1+\frac{1}{2^2}+\frac{1}{3^2}+\frac{1}{4^2}+\ldots=\frac{\pi^2}{6}

if F_i is the ith Fibonacci number, then

F_1+F_2+F_3+\ldots+F_n=F_{n+2}-1

F_2+F_4+F_6+\ldots+F_{2n}=F_{2n+1}-1

F_1+F_3+F_5+\ldots+F_{2n-1}=F_{2n}

F_1^2+F_2^2+F_3^2+\ldots+F_n^2=F_nF_{n+1}

I proved the last four using induction. But how can i prove them without using induction?

 

[lurflurf]

can anyone help me with the proofs:

1+\frac{1}{2^2}+\frac{1}{3^2}+\frac{1}{4^2}+\ldots=\frac{\pi^2}{6}

if F_i is the ith Fibonacci number, then

F_1+F_2+F_3+\ldots+F_n=F_{n+2}-1

F_2+F_4+F_6+\ldots+F_{2n}=F_{2n+1}-1

F_1+F_3+F_5+\ldots+F_{2n-1}=F_{2n}

F_1^2+F_2^2+F_3^2+\ldots+F_n^2=F_nF_{n+1}

I proved the last four using induction.

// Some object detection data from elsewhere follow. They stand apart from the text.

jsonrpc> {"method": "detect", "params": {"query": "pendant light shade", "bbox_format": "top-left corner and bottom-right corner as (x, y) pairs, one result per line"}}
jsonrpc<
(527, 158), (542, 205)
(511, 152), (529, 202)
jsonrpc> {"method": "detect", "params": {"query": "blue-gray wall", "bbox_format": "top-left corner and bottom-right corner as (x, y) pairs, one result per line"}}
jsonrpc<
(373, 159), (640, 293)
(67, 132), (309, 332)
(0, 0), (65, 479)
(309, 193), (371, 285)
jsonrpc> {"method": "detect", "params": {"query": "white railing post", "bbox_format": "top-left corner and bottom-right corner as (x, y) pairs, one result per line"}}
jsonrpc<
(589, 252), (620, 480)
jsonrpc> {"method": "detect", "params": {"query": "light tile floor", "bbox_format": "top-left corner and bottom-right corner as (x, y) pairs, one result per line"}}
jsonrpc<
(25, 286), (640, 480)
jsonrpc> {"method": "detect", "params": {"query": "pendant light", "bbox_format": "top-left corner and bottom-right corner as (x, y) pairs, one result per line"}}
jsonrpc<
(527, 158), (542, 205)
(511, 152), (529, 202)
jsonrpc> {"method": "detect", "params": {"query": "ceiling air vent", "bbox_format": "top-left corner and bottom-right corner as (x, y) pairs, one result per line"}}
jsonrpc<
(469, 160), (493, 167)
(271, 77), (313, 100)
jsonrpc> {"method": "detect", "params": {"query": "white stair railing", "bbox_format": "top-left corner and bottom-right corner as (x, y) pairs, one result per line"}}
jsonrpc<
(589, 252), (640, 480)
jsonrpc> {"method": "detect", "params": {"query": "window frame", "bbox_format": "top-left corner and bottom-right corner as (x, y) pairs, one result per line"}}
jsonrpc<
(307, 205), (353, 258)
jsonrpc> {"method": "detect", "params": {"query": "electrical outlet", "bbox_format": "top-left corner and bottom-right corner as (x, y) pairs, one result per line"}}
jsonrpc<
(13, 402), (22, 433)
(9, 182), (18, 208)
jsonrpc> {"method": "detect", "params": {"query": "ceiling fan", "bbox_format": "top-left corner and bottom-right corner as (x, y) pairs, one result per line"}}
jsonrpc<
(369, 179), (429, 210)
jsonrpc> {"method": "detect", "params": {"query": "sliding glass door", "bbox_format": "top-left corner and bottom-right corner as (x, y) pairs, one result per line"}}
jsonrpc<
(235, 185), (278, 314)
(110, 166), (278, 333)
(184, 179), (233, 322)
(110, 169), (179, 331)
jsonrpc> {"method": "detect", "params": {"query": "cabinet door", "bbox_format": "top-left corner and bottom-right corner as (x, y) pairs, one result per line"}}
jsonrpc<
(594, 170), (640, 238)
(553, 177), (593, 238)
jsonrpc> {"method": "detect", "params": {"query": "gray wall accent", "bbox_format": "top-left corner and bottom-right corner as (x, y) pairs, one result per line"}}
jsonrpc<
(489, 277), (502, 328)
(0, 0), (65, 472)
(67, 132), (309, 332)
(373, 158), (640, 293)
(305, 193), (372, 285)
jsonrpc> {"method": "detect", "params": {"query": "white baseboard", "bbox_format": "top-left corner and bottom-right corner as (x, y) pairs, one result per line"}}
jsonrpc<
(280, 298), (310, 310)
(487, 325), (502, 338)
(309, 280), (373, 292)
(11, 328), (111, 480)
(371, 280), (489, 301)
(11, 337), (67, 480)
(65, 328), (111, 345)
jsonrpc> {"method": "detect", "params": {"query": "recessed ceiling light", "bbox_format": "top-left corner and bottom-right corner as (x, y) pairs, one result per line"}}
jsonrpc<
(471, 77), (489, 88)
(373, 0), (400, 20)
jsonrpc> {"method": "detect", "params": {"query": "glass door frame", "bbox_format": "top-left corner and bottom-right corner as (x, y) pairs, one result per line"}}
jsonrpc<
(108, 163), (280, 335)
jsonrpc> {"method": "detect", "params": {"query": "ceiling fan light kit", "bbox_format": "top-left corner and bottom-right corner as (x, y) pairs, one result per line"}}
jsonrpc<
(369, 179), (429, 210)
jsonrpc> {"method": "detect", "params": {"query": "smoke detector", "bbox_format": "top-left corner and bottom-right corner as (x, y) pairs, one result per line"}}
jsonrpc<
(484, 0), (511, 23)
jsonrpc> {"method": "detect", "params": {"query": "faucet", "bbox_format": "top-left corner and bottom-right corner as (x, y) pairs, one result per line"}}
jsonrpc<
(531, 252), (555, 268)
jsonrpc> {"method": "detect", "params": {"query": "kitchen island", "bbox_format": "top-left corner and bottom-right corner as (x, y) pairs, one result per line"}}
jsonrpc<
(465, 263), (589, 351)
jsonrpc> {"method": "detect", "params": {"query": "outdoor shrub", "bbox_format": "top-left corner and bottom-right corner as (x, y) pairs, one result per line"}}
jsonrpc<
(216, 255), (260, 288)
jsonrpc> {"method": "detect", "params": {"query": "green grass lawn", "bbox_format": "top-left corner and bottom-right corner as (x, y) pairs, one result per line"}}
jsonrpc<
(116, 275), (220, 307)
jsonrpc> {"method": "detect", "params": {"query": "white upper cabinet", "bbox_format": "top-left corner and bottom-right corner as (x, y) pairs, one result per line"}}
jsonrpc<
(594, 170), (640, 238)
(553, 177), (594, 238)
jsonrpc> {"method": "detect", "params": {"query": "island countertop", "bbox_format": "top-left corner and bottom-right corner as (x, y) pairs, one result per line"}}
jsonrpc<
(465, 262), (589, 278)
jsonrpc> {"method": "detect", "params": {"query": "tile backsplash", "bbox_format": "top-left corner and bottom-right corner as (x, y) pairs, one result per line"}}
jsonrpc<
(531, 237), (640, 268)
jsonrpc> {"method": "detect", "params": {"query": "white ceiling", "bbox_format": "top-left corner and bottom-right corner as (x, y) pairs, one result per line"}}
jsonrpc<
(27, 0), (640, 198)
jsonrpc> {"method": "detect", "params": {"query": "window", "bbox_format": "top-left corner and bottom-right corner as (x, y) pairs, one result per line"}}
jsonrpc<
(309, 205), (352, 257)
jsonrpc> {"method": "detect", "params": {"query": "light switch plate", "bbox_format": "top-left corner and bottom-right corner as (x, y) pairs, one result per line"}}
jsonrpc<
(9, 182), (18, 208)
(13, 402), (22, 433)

But how can i prove them without using induction?

euler found your sum zeta(2) by writing
sin(x)=x(1-x^2/(k pi)^2)(1-x^4/(k pi)^4)(1-x^6/(k pi)^6)...
and expanding the product and setting it equal x-x^3/3!+x^5/5!+...
It is often done as a routine exercise with Fourier series.
There are many ways to prove it.
see
http://mathworld.wolfram.com/RiemannZetaFunctionZeta2.html
for the other 4 what's wrong with induction?
Fn=(a^n-b^n)/(a-b)
where a=.5(1+sqrt(5)) b=.5(1-sqrt(5))
so you could express those sums as geometric series among other methods
see
http://mathworld.wolfram.com/FibonacciNumber.html

 

[murshid_islam]

for the other 4 what's wrong with induction?

there's nothing wrong with induction. but i wanted get the right hand sides from the left hand sides (from scratch), if you know what i mean.

anyway, thanks very much for the help. and additional information is always welcome.